Niveau prix il y a de tout hélas, je pense que pour un 512k ça tourne autour des 300-400€ je pense.
Après je pourrais être intéressé car j’en recherche un.


----------



## Laida85 (25 Septembre 2021)

Merci de votre réponse ! Et globalement, sur ce type d'ordinateur, qu'est ce qui influe sur le prix ? Genre état général, etc .. ?


----------



## Pascal 77 (26 Septembre 2021)

Laida85 a dit:


> globalement, sur ce type d'ordinateur, qu'est ce qui influe sur le prix ? Genre état général, etc .. ?
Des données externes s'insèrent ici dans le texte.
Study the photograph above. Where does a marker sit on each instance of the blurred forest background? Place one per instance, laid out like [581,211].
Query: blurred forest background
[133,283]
Principalement l'envie des acheteurs, tel sera peut-être prêt à mettre 300 € là où tel autre n'irait pas au delà de 50 !


----------



## Gaëtan Naudet (13 Août 2022)

Bonjour ! Je viens d’en récupérer un et je cherche à le revendre. Il est en bon état et fonctionne : unité centrale, câble d’alimentation, pavé numérique dans le câble, souris. Quelqu’un d’intéressé ? 
Gaëtan.


----------



## Furo (14 Août 2022)

Gaëtan Naudet a dit:


> Bonjour ! Je viens d’en récupérer un et je cherche à le revendre. Il est en bon état et fonctionne : unité centrale, câble d’alimentation, pavé numérique dans le câble, souris. Quelqu’un d’intéressé ?
> Gaëtan.


Hello, éventuellement intéressé, MP


----------



## woz86 (14 Août 2022)

Ça va j’en ai deux 512k


----------



## Furo (14 Août 2022)

woz86 a dit:


> Ça va j’en ai deux 512k








...on peut s'arranger xD


----------



## Gaëtan Naudet (15 Août 2022)

Furo a dit:


> Hello, éventuellement intéressé, MP


Impossible de trouver comment envoyer un MP ici ! Je ne trouve pas comment faire.


----------



## Sly54 (15 Août 2022)

Gaëtan Naudet a dit:


> Impossible de trouver comment envoyer un MP ici ! Je ne trouve pas comment faire.


Il faut que tu aies plus de 10 posts pour que _tu_ puisses envoyer un MP.
Par contre, quelqu’un qui a plus de 10 posts au compteur peut te MP…


----------